Driven by Vision

Learning Navigation by Visual Localization and Trajectory Prediction

Learning to Localize and Navigate from Vision Alone


When driving, people make decisions based on current traffic as well as their desired route. They have a mental map of known routes and are often able to navigate without needing directions. Current published self-driving models improve their performances when using additional GPS information. Here we aim to push forward self-driving research and perform route planning even in the complete absence of GPS at inference time.

Our system learns to predict in real-time vehicle's current location and future trajectory, on a known map, given only the raw video stream and the final destination. Trajectories consist of instant steering commands that depend on present traffic, as well as longer-term navigation decisions towards a specific destination. Along with our novel proposed approach to localization and navigation from visual data, we also introduce a novel large dataset in an urban environment, which consists of video and GPS streams collected with a smartphone while driving. The GPS is automatically processed to obtain supervision labels and to create an analytical representation of the traversed map.

In tests, our solution outperforms published State of the Art methods on visual localization and steering and provides reliable navigation assistance between any two known locations. We also show that our system can adapt to short and long-term changes in weather conditions or the structure of the urban environment.


Below we make our entire Urban European Driving dataset and the Code publicly available.

The High-level Structure of the Visual Localization and Navigation System

Our system learns to predict location and future trajectory conditioned on destination using only visual input. The system is composed of two parts, the Localization by Vision Module (LOVis) and the Navigation by Vision Module (NAVis).

The first ConvNet module (LOVis) learns to predict the location and heading on the map by an image segmentation-based approach. The segmented dot on the map (bottom location map) shows the x-y coordinates of the location, while the angle between the half-circle (top map) and the full localization circle (bottom map) gives the direction angle in exact degrees.

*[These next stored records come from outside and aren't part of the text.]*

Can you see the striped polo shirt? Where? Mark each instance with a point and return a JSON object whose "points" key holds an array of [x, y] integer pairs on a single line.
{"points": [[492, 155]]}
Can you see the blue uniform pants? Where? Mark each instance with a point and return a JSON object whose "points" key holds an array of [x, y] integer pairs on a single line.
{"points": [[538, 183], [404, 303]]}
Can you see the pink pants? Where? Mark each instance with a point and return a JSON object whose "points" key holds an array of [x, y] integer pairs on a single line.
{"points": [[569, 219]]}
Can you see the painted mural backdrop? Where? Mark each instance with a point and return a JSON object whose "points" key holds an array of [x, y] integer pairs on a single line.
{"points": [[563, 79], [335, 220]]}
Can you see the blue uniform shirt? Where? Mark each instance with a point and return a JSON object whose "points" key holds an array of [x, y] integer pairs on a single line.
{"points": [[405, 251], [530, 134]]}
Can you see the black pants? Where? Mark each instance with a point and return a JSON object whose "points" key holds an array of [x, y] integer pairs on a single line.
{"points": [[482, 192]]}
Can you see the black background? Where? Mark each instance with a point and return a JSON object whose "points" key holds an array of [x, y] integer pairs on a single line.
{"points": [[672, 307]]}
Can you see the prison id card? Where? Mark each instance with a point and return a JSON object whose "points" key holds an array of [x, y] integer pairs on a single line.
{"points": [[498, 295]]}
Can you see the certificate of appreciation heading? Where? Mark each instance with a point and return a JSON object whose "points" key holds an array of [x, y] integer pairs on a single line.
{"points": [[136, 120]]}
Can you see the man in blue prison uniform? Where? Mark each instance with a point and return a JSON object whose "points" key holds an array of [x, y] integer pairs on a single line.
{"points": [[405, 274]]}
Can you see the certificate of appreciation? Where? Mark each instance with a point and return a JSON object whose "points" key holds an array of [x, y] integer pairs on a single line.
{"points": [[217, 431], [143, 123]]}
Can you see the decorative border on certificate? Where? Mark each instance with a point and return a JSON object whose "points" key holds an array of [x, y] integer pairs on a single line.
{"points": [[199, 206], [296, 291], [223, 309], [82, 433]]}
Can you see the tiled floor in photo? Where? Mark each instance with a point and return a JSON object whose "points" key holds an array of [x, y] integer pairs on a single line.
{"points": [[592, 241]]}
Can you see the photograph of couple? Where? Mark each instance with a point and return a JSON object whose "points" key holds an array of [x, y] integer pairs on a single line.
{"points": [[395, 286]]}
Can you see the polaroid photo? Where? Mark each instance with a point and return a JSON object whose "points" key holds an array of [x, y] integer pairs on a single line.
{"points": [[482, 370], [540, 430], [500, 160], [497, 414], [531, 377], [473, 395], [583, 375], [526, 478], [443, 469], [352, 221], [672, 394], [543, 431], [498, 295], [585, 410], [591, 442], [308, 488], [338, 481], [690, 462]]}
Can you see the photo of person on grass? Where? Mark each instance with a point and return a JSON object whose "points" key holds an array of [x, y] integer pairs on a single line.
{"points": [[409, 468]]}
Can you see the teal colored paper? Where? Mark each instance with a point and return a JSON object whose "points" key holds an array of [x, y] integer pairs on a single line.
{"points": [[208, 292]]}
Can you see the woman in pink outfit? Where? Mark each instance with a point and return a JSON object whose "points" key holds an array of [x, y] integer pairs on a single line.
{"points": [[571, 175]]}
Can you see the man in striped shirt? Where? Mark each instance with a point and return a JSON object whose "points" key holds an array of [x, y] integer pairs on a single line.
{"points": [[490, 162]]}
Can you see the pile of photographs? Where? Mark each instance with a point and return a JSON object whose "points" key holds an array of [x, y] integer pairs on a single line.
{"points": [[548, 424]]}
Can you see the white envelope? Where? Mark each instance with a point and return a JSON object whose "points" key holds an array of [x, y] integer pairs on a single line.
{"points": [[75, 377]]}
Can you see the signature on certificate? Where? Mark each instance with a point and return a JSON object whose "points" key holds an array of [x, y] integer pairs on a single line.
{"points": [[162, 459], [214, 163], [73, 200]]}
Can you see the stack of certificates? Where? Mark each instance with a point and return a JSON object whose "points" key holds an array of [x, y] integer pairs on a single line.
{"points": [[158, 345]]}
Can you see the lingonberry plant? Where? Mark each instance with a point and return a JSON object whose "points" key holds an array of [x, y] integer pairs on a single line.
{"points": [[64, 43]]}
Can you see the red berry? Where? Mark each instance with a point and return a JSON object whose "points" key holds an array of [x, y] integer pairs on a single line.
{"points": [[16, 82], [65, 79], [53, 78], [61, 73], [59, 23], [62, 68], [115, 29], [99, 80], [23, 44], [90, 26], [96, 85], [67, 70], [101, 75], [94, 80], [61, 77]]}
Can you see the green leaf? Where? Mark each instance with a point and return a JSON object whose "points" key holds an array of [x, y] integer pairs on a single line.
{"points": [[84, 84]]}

The future vehicle's heading angle in exact degrees, can also be estimated from the predicted trajectory, which provides all information about pose, direction of movement for up to seven seconds in the future.

For the navigation task, road map segments are cropped around the location, one showing all directions, and the other one only the intended route, conditioned on the final destination. From road map crops and video frames around the current moment in time, the second model predicts the navigation trajectory for the next seven seconds, which is also conditioned on the final destination. The trajectory estimation task becomes very interesting and useful especially in intersections with several possible routes, as shown in the demos below.

Visual Localization and Navigation Demos

Driven by Vision: Demonstration of Visual Localization


On the right we show the localization capability of our LOVis system from visual input only.

Often GPS-based systems suffer significant delays or fail completely. However, visual data is always instantly available at a very low cost. Our Driven by Vision system is able to geo-localize the vehicle with near-GPS accuracy using only visual information.

As it can be seen in the demo, the red dot (our visual location prediction) is very close to the blue dot (the GPS-based location prediction). In fact, they almost always completely overlap.

Navigation demos with NAVis: the two videos display two different cases, each with a different final destination, while exiting the same intersection.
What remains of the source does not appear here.